Poster
Morphling: Exploiting Job Reconfigurability for Deep Learning Cluster Scheduling
Xinyi Zhang · Hanyu Zhao · Wencong Xiao · Xianyan Jia · Fei Xu · Yong Li · Wei Lin · Fangming Liu
The era of large deep learning models has led to advanced training strategies such as 3D parallelism and the ZeRO series. These strategies enable various (re-)configurable execution plans, each with remarkably different requirements of multiple resource types. Existing cluster scheduling systems, however, treat such reconfigurable training jobs as black boxes: they rely on users to choose execution plans statically, and then allocate resources without considering the chosen plans and their resource requirements. This approach results in mismatches between execution plans and resources, causing suboptimal training performance and cluster utilization. We introduce Morphling, a cluster scheduling system for deep learning training that exploits the reconfigurability to improve job performance and cluster efficiency. Morphling incorporates the job execution planning as a new dimension in cluster scheduling, by continuously reconfiguring jobs’ execution plans and tuning multi-resource allocations across jobs jointly.
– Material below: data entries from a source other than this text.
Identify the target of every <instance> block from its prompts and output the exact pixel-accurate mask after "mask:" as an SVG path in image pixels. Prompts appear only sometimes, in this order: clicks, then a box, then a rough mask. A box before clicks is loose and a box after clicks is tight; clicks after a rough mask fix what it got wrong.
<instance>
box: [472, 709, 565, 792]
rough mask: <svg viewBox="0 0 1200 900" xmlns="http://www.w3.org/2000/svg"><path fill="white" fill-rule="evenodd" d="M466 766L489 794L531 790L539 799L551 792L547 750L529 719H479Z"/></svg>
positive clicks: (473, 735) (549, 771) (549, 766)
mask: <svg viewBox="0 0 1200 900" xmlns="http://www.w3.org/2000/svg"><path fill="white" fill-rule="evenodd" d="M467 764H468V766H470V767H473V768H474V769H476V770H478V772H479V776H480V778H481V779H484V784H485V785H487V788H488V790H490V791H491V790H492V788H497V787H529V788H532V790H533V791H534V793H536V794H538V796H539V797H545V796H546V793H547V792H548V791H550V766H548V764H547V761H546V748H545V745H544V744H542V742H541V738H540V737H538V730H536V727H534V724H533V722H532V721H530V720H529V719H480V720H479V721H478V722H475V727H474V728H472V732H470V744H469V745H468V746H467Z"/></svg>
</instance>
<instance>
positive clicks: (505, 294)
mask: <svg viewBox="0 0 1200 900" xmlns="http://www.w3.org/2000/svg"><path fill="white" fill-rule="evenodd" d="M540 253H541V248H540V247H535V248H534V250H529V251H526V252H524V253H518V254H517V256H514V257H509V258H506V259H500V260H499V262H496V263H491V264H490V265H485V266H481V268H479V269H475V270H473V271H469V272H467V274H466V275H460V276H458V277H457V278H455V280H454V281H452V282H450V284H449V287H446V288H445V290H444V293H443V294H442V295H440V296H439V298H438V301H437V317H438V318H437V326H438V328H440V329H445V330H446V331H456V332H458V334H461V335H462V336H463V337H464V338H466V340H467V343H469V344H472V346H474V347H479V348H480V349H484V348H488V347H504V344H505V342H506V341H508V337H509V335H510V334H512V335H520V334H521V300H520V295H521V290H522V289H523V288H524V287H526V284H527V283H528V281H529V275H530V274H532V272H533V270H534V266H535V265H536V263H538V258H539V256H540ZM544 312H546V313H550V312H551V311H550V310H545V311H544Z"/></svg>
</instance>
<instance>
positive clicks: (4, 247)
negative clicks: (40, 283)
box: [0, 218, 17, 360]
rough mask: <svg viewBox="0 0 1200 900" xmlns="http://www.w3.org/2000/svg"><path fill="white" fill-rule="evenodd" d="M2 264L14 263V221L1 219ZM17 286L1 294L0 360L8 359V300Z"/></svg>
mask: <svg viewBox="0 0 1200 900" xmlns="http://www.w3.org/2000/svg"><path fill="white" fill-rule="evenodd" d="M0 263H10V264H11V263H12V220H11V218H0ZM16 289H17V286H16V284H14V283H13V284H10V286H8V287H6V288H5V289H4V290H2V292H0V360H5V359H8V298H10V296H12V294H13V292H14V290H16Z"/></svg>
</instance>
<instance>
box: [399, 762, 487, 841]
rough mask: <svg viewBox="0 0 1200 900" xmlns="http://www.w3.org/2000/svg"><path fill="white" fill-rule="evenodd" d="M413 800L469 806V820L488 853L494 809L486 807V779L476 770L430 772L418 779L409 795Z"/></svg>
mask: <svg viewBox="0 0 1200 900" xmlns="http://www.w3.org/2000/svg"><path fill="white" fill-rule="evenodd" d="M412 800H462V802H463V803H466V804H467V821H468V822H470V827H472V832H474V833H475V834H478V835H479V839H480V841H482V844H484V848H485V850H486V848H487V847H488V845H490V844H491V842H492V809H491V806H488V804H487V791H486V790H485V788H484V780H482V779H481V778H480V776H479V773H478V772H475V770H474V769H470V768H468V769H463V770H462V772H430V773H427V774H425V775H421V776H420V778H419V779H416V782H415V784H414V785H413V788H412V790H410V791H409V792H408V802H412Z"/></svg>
Such a co-optimization is navigated by a performance model that understands the diverse resource requirements and performance characteristics of different jobs and execution plans. Morphling exploits such a model to make performance-aware scheduling decisions to maximize cluster throughput while providing performance guarantees to individual jobs. Evaluations on a 64-GPU high-performance training cluster show that Morphling improves average job completion time and makespan by up to 3.2× and 1.4×, respectively, compared against state-of-the-art systems.